As we head into the fall and we look forward toward next year, it is important to take a look at the general econimc landscape, assess the data that we have access to, and develop our views on the performance of our investments going forward.
The following are three high-level economic data points that we can use, along with our other tools, to further assist us determining our views on equity market investments.
1.) U.S. Housing
As the root of the credit crisis, healing in the U.S. housing market is a precondition for sustainable recovery. Recent data has confirmed that the worst is behind us and the residential real estate market is stabilizing.
The inventory of unsold houses while still high is heading in the right direction towards clearing and sales of existing homes have recently turned positive on a year-over-year basis. And an index which measures year-over-year price changes of houses in 20 major U.S. cities (the S&P/Case-Shiller Home Price Index) plunged 33.6% from its June 2006 peak to the April 2009 trough, but has now climbed 1.9% over the past two months.
2.) The U.S. Consumer
The resurgence of the U.S. consumer will be key to watch as recovery unfolds since consumption is 70% of the American economy. Despite the ‘hit’ that the housing crisis has exacted on their net worth, American household balance sheets are still in relatively better shape than they’ve been in the past due to the tremendous growth net worth over the last decade.

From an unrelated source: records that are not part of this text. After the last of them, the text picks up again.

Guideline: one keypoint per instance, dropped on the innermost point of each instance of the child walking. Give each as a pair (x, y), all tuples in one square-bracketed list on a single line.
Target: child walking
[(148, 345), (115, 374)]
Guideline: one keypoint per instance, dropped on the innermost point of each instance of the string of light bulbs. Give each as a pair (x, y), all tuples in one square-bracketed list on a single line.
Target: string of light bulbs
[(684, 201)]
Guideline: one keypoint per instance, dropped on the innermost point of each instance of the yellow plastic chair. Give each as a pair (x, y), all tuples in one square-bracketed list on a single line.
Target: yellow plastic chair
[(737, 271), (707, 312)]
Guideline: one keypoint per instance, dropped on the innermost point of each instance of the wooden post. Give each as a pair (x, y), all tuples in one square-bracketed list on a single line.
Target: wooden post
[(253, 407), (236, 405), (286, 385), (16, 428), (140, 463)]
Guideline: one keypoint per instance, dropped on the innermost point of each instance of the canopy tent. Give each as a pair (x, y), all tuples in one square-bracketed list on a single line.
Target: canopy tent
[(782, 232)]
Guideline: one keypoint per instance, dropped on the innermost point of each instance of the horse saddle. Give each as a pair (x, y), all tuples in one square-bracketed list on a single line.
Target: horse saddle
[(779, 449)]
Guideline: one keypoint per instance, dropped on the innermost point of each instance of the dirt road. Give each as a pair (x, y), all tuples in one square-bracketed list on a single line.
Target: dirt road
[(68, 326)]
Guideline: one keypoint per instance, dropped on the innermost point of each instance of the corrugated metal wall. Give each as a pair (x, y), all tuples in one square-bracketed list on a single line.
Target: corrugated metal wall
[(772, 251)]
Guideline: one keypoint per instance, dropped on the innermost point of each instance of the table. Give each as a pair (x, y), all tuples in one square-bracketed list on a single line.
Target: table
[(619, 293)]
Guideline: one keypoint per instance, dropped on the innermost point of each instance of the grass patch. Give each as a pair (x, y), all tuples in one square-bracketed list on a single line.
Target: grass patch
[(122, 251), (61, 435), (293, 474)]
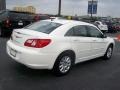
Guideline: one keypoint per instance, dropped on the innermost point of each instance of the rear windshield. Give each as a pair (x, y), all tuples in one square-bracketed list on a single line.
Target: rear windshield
[(43, 26)]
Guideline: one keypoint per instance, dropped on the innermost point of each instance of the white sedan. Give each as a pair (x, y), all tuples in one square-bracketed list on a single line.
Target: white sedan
[(58, 44)]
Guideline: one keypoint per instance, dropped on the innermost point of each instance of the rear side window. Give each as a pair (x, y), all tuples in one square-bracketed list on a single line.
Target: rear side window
[(77, 31), (43, 26), (80, 31), (94, 32)]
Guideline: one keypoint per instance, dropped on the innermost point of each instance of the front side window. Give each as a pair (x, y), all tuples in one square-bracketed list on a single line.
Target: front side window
[(43, 26), (80, 31), (94, 32)]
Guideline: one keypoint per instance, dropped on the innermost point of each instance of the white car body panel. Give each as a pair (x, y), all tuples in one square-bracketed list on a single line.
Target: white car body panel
[(102, 26), (85, 48)]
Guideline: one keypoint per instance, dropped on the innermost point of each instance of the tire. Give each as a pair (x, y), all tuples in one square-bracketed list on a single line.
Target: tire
[(63, 64), (0, 32), (108, 53)]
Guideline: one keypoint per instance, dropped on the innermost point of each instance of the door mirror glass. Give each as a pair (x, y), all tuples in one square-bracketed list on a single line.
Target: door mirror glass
[(104, 36)]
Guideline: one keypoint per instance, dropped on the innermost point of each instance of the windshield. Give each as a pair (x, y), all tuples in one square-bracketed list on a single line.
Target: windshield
[(43, 26)]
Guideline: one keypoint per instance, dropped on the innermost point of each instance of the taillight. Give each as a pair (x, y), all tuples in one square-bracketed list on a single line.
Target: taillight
[(37, 43)]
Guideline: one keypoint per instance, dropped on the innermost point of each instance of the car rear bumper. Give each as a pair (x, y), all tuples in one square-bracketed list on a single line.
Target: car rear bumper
[(32, 59)]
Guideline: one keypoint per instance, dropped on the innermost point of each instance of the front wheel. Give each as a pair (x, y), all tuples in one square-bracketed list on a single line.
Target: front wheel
[(0, 32), (63, 64), (108, 53)]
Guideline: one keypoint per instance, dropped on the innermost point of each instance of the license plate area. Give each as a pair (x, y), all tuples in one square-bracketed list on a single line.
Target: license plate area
[(13, 52)]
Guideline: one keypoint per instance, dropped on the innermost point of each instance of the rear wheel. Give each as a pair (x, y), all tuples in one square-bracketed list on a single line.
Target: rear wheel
[(63, 64), (108, 53)]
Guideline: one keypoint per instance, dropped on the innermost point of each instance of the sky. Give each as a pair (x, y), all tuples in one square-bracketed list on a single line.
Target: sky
[(69, 7)]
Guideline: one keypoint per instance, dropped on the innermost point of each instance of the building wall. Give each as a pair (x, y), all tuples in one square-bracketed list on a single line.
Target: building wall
[(30, 9), (2, 4)]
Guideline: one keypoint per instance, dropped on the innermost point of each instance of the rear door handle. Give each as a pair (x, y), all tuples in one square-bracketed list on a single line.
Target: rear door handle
[(76, 40), (94, 40)]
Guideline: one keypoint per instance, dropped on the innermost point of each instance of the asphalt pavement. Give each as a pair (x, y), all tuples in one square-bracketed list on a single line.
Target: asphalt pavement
[(96, 74)]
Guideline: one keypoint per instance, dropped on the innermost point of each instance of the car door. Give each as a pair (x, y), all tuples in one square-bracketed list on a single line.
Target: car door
[(97, 42), (80, 43)]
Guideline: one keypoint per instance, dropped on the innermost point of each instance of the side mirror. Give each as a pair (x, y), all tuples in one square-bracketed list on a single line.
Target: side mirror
[(104, 36)]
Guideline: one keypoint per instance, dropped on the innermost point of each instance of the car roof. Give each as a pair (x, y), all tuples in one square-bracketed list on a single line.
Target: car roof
[(62, 21)]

However, the process of deleveraging (winding down debt) has begun and this will impact spending patterns in the near-term.
3.) The U.S. Manufacturing
The level of manufacturing has historically followed an inverse path to the Fed funds rate but on a 6-month lagged basis – as the fed funds rate drops, six months later, manufacturing activity picks up.
However, in fall 2008, although rates declined to historically low rates, the credit crunch intensified and that typical relationship between low interest rates and increased manufacturing activity did not materialize. More recently, credit channels have opened up and the ISM (gauge of manufacturing activity) has improved, indicating the economy is finally responding to massive stimulus after a long lag.
And further improvement just yesterday with the latest ISM level better than expected at 52.9 – the first reading above 50 since January 2008 and hit the highest level since June 2007. This is further indication that while not yet normal, the economic environment is normalizing.
These are three key areas of the market to watch when assessing the high-level economic situation and it’s relationship to the stock market trends and valuations.
Of course this isn’t the be all and end all of data you should include in your due diligence, but it certainly plays a role as you calculate your risk tolerance moving forward.